Battery module with 15 x 152 ah cells
Eine Variante mit einer Kapazität von 83 kWh ist auch für die Audi A6 e-tron Serie erhältlich. Letztere besteht aus zehn Modulen und 150 Zellen. Dank optimierter Zellchemie und Hochleistungs-Thermomanagement kann die 100 kWh Batterie in 21 Minuten an einer geeigneten Schnellladestation von 10 bis 80 Prozent aufgeladen werden.
Die speziell für die PPE entwickelte Batteriemanagement-Steuerung (BMC), eine zentrale Steuereinheit, ist für die für schnelles und batteriesparendes Laden erforderliche Stromregelung zuständig. Die BMC ist vollständig in die HV-Batterie integriert. Im Rahmen einer permanenten Überwachung senden die zwölf Zellmodul-Steuerungen (CMS) Daten wie die aktuelle Modultemperatur oder die Zellspannung an die BMC, die ihre Informationen, beispielsweise über den Änderungszustand (SoC), an den Hochleistungsrechner HCP 4 (Teil der neuen elektronischen Architektur E3 1.2) weiterleitet. Dieser Computer wiederum sendet Daten an das neue prädiktive Wärmemanagement, das den Kühl- oder Heizkreislauf nach Bedarf für eine optimale Batterieleistung regelt.
Wenn eine Ladestation mit 400-Volt-Technologie arbeitet, ist erstmals eine Bankladung möglich. Die 800-Volt-Batterie wird automatisch in zwei Batterien bei gleicher Spannung aufgeteilt, die dann parallel mit bis zu 135 kW geladen werden können. Beide Batteriehälften werden zunächst auf den gleichen Ladestand gebracht und dann gemeinsam geladen.
Battery module with 15 x 152 ah cells
Effizientes Thermomanagement für kürzere Ladezeit, mehr Reichweite und längere Lebensdauer
Intelligentes Thermomanagement leistet einen wesentlichen Beitrag zur hohen Ladeleistung und langen Lebensdauer der HV-Batterie in der PPE. Wichtigste Komponente ist das prädiktive Thermomanagement, das Daten aus der Navigation, der Route, dem Abfahrtstimer und dem Nutzungsverhalten des Kunden nutzt, um den Kühl- oder Heizbedarf im Voraus zu berechnen und gleichzeitig effizient und zum richtigen Zeitpunkt bereitzustellen.
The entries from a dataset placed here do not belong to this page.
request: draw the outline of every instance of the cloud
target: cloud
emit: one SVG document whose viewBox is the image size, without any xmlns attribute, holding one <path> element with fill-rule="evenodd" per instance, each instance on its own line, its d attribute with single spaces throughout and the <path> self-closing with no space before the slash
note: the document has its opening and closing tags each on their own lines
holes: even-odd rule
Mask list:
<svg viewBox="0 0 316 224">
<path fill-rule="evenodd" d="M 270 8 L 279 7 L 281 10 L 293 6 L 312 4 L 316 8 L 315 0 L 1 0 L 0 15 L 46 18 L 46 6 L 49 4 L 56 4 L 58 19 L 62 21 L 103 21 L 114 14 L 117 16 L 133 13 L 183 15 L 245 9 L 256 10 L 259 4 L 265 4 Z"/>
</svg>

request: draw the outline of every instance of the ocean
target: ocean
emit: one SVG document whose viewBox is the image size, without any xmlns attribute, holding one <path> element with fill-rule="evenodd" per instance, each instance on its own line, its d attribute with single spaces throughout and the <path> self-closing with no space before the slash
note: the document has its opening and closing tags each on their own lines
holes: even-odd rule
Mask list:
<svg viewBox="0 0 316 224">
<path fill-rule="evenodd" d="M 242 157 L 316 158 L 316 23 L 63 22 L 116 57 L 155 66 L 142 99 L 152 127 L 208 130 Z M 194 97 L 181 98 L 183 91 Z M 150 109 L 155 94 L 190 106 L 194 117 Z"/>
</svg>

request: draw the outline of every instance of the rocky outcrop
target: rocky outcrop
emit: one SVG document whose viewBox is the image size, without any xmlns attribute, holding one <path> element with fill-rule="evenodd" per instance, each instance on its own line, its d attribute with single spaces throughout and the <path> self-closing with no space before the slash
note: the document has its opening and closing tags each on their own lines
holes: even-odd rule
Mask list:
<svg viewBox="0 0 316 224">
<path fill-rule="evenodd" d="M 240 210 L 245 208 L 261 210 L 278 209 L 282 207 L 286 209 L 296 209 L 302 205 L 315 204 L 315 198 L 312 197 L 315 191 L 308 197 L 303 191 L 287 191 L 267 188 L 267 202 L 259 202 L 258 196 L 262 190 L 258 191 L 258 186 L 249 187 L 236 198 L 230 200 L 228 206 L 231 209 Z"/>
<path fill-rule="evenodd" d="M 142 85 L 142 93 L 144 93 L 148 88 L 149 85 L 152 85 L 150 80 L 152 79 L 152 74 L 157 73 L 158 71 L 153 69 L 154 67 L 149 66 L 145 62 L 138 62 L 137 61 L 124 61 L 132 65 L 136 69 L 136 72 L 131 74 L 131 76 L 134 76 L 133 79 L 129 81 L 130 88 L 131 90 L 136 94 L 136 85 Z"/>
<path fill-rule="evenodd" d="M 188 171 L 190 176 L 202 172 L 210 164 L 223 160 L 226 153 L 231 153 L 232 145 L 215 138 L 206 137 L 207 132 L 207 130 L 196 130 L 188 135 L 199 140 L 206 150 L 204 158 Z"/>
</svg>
Wenn ein Kunde zu einer in der geplanten Route enthaltenen HPC-Ladestation fährt, bereitet das prädiktive Thermomanagement den DC-Ladeprozess vor und kühlt oder heizt die Batterie, so dass sie schneller aufgeladen werden kann und somit die Ladezeit verkürzt wird.
Wenn es eine steile Steigung vor sich hat, passt das Thermomanagement die Temperatur der HV-Batterie durch entsprechende Kühlung an, um eine höhere thermische Belastung zu vermeiden.
Wenn der Kunde keine Informationen zur Verfügung stellt, aus denen sich Vorhersagedaten ableiten lassen, regelt ein Standardalgorithmus das Thermomanagement der HV-Batterie, der auch viele Informationen sammelt und auf die Fahrsituation reagiert. Wenn beispielsweise der Fahrer im Fahrauswahlmenü den Effizienzmodus gewählt hat, wird die Konditionierung der Batterie später aktiviert und die reale Reichweite kann je nach Fahrverhalten erhöht werden. Im dynamischen Modus ist das Ziel eine optimale Leistung. Wenn jedoch die aktuelle Verkehrssituation kein dynamisches Fahren zulässt, wird das Thermomanagement darauf reagieren und den Energieverbrauch für die Batteriekonditionierung minimieren.
Neu sind auch Nachkonditionierung und kontinuierliche Konditionierung im PSA-Thermomanagement. Diese Funktionen überwachen die Batterietemperatur über die gesamte Lebensdauer des Fahrzeugs, sodass die Batterie auch bei nicht bewegtem Fahrzeug – etwa bei heißen Außentemperaturen – im optimalen Temperaturbereich gehalten wird.
Durch die hohe Temperaturhomogenität innerhalb der Batterie kann die Leistung gesteigert werden - weshalb das Kühlmittel nach dem U-Flow-Prinzip unter die Module geleitet wird. Die Batteriekühlplatte ist auch ein struktureller Bestandteil der Batterie, wodurch auf eine zusätzliche Bodenplatte im HV-Raum des Batteriegehäuses verzichtet und die thermische Verbindung zu den Modulen mittels einer Wärmeleitpaste optimiert werden kann.